While Yugoslavia could serve as a model of socialist transformation for Brandt the socialist and mayor, for Brandt the statesman, visiting Yugoslavia meant getting to grips with the extremely difficult legacy of German-Yugoslav relations. The central issue burdening relations was that of compensation for Yugoslavia’s victims of Nazi persecution. This issue represented a crucial obstacle in the rapprochement of Belgrade and Bonn for more than a decade. It had both economic and moral dimensions. During his talks with Tito in Brioni, the West German chancellor himself raised the issue of compensation, stressing that it was an open problem that needed to be discussed openly. Brandt emphasised that West Germany could no longer return to the past, while at the same time it couldn’t simply ignore its history or “sweep it under the rug”. The West German side offered capital assistance in the form of a loan totalling one billion Deutschemarks, and the Yugoslav side accepted to consider the issue closed with this indirect solution – albeit without explicitly mentioning compensation, so as not to set a precedent for other Eastern European countries.

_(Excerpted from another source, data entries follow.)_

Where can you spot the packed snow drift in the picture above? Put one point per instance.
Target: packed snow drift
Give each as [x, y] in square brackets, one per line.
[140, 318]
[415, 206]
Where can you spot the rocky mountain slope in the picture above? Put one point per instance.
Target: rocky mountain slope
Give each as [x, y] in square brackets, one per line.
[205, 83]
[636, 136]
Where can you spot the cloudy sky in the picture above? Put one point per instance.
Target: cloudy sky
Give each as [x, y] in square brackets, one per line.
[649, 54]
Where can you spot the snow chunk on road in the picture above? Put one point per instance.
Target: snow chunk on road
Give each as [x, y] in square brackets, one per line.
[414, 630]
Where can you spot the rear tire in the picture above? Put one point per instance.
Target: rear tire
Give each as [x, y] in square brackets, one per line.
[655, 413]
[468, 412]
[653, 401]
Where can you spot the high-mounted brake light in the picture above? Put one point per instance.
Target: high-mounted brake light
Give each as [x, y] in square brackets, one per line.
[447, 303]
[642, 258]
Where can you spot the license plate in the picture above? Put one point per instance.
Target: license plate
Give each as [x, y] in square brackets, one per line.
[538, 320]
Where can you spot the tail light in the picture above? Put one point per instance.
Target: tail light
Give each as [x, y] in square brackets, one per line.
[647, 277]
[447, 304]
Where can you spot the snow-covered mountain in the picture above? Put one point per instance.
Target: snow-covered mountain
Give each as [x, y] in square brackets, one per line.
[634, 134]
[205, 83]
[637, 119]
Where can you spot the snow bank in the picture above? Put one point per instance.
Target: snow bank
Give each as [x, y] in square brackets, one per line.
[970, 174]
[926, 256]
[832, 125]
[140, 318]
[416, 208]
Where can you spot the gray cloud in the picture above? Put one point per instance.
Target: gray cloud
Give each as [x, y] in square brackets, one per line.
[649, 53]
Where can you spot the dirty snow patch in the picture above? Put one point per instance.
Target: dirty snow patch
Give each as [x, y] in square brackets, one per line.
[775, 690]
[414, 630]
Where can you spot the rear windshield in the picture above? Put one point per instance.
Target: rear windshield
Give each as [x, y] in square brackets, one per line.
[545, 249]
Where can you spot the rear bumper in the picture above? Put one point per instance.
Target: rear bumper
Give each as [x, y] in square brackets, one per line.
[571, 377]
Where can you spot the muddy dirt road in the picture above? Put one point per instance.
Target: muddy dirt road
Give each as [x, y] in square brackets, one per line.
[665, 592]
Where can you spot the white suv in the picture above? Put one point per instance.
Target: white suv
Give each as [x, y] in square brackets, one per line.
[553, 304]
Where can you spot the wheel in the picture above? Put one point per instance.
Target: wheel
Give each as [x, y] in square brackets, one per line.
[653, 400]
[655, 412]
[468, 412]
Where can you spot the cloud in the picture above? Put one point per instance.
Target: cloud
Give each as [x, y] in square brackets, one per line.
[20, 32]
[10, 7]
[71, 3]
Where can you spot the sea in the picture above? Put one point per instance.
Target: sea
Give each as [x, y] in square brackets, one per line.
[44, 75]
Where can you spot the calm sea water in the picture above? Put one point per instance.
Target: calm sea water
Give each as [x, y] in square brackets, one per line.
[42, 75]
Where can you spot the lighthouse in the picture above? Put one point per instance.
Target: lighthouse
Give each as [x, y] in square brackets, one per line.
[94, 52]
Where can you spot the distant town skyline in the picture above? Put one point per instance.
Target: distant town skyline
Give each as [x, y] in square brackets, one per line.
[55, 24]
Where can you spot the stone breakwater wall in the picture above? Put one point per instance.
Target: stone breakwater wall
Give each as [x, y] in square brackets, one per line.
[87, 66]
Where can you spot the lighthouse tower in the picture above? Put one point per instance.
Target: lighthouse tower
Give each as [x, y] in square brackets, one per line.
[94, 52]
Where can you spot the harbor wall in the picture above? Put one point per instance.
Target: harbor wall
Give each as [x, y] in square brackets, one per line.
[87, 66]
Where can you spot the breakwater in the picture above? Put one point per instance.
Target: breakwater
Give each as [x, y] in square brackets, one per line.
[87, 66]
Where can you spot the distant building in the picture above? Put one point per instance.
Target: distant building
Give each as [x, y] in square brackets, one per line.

During his time in Yugoslavia, Brandt also visited the National Library in Belgrade. In presenting a gift to the Library in the form of a consignment of replacement books for those that had perished in the German bombing of 6th April, 1941, Brandt made a symbolic gesture of repentance on behalf of the German people for the devastation wrought during World War II. With the Brioni “Gentlemen’s Agreement” between Tito and Brandt, the two sides agreed to lay to rest open and painful problems from the past through a stake in the future, in the form of long-term arrangements to cooperate in various fields.